- 647 Okunma
- 3 Yorum
- 5 Beğeni
SONSUZLUĞA ÖZLEM...
Düş kırıntıları sevgiye eşlik eden bazense dolduruşa geldiğim, aşkınsa hicap yüklendiği ve keşfe çıktığım gecenin muhiti iken boş beyaz sayfanın bana tüm masumiyetler göz kırptığı.
Hazanda saklıyım aslında hayatımın her anına eşlik eden hazan rüzgârı:
Sevemedim sıcak havaları ve aşırı beyaz tenimle illa ki yağmur eşlik etmeli yüreğin saklı rahmetine ve ekinler boy vermeli sonra da usul usul yağmalı kar ve işte on iki ayın özeti olmalı yağmur ve rüzgâr.

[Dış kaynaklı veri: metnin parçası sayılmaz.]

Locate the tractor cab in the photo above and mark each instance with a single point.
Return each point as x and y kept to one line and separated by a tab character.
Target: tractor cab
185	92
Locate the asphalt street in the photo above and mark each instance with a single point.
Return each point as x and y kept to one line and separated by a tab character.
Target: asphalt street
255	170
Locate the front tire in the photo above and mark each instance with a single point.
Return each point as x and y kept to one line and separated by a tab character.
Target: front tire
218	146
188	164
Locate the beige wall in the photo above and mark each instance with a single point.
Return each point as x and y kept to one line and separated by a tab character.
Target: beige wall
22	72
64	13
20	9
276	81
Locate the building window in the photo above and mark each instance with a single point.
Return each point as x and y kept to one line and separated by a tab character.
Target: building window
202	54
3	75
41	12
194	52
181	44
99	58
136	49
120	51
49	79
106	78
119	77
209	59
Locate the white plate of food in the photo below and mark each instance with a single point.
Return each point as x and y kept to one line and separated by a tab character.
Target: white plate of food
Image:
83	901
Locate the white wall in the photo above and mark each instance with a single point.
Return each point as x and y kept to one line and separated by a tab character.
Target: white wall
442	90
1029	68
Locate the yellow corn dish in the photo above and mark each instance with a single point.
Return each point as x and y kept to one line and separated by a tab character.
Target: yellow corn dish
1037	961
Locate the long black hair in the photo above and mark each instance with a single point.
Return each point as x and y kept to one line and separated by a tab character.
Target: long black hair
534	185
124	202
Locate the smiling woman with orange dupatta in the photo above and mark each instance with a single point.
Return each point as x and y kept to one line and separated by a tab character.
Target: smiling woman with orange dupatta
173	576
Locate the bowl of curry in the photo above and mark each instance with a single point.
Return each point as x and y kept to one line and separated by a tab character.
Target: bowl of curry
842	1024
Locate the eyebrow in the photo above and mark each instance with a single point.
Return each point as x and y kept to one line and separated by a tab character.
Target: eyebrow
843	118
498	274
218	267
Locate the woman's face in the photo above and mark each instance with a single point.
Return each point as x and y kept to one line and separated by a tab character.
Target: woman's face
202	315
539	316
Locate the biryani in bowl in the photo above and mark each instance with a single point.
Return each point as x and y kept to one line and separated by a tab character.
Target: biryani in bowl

İzbelerden sökün eden firari heceler: sözcük değil hece hatta kırpılmış varlıkları ile alfabeye sirayet eden harfler ve asla yetmiyor bana hiç biri.
Hiçliğimle kazıyorum mezarımı aslında sözcüklersiz geçmezken ömrüm toplu katliama yol açıyorum ne zamanki kitapların içine gömülsem ve yeniden doğuyorum başka bir yazarın kimliğinde.
Okumak aşkın baş verdiği yazmaksa sonradan edindiğim elbet ‘’sonsuzluğa özlem’’ diye nitelendiriyorum ben yazmayı.
Sonsuzluk.
Belki de onsuzluk…
Sondan başa saydığım aslında başlayıp da yarım bıraktığım nerede ise her şey hatta mabedim bombalanmışken kazdığım tünelle kimselere görünmeden firar ettiğim.
Nazenin varlığım.
Nezaket yüklü yüreğim hani incelikten kırıldı kırılacak akabinde en hasından kırıldığım ve sevgi iken hamim ve aşkla dolup taştığım.
Bazen bir ırmak.
Bazen haşin bir rüzgâr.
Yetmedi sellere kapıldığım ve asla hızını kesmeyen bir şelale: kâh çağladığım kâh güldüğüm kâh ağladığım…
Günü de kovdum ya kapıdan ve işte eşref saatim elbet münferit sebeplerden dolayı kendime her dokunduğumda okuma ve de okunma isteğim.
Duvağı kanlı çocuk gelinin.
Vücudu ince ve kırılgan yolda gördüğüm ölü köpeğin.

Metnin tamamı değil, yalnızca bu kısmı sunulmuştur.